During World War One, while the boys in khaki were battling the enemy overseas, the boys in blue were facing a very different kind of war back home.

The role of New Zealand Police on the home front is the subject of a presentation by Police Museum Director Rowan Carroll to a conference at Victoria University of Wellington, which starts today.

At the time Police had 880 officers. As well as business as usual, they had to enforce a raft of unpopular laws arising from militarisation and take up the slack for other agencies whose staff went to war.    

Their duties included prosecuting seditious acts, discovering and monitoring aliens and, after conscription was introduced in 1916, finding ‘shirkers’.

“Of those 880 officers, 240 were in one-man stations,” says Rowan. “It was a very thin blue line and an indication of how embedded individual officers were in their communities.

“It was a terrible situation to be put into. They must have felt very conflicted.”
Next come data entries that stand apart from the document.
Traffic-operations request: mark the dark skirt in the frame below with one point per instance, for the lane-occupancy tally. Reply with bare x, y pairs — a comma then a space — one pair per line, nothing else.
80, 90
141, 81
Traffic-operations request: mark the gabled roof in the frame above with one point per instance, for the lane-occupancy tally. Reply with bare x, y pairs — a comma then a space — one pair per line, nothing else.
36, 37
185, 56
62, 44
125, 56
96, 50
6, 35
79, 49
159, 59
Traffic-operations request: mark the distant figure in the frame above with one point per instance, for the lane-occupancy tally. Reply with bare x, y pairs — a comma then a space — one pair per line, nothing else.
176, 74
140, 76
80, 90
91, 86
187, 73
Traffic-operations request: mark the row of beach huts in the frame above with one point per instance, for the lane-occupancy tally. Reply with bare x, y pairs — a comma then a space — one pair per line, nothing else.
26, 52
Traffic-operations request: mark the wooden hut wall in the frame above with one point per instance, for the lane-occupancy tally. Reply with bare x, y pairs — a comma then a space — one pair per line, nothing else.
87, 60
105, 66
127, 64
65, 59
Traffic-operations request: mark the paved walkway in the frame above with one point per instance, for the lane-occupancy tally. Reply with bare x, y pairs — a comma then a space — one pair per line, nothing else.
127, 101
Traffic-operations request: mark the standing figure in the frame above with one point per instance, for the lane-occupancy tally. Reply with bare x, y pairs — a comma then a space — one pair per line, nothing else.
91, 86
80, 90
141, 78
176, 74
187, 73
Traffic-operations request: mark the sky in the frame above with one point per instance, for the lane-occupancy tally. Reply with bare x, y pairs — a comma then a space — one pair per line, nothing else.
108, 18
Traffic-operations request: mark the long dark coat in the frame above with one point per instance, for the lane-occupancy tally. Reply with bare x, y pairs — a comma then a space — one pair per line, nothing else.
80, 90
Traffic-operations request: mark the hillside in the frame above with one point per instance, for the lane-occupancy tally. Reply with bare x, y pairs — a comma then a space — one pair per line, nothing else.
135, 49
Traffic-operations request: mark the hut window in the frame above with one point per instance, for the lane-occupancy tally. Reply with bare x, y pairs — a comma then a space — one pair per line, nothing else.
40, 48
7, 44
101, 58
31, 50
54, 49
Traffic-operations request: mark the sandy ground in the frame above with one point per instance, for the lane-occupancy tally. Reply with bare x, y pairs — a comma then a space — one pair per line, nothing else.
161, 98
Rowan cites the example of the Codys, a highly popular farming family from Riversdale, Southland, whose members took to the hills rather than compromise their Irish nationalist ideals by fighting for the British Crown.

“They were persecuted. They were such a well-loved family before the war but police had to keep harassing them.” The official persecution continued long after the Armistice.

Rowan’s presentation - Policing the War: New Zealand Police 1914-1918, the invisible military machine – is based on her own research and that of historian Dr Elizabeth Plumridge, conducted for the Police Museum.

The research came about amid preparations to mark the centenary of the start of the war – and questions about why few police stations had honours boards commemorating fallen members.

The answer is that police were not allowed to enlist. To do so involved formally resigning, with loss of seniority and pension. In contrast, other agencies encouraged their staff to enlist, even paying half of their wages while they were away – and while police were performing their duties for them.

Rowan is presenting tomorrow (Friday 1 September) as part of the three-day conference Dissent and the First World War, organised by Victoria’s Stout Research Centre for New Zealand Studies and the Labour History Project.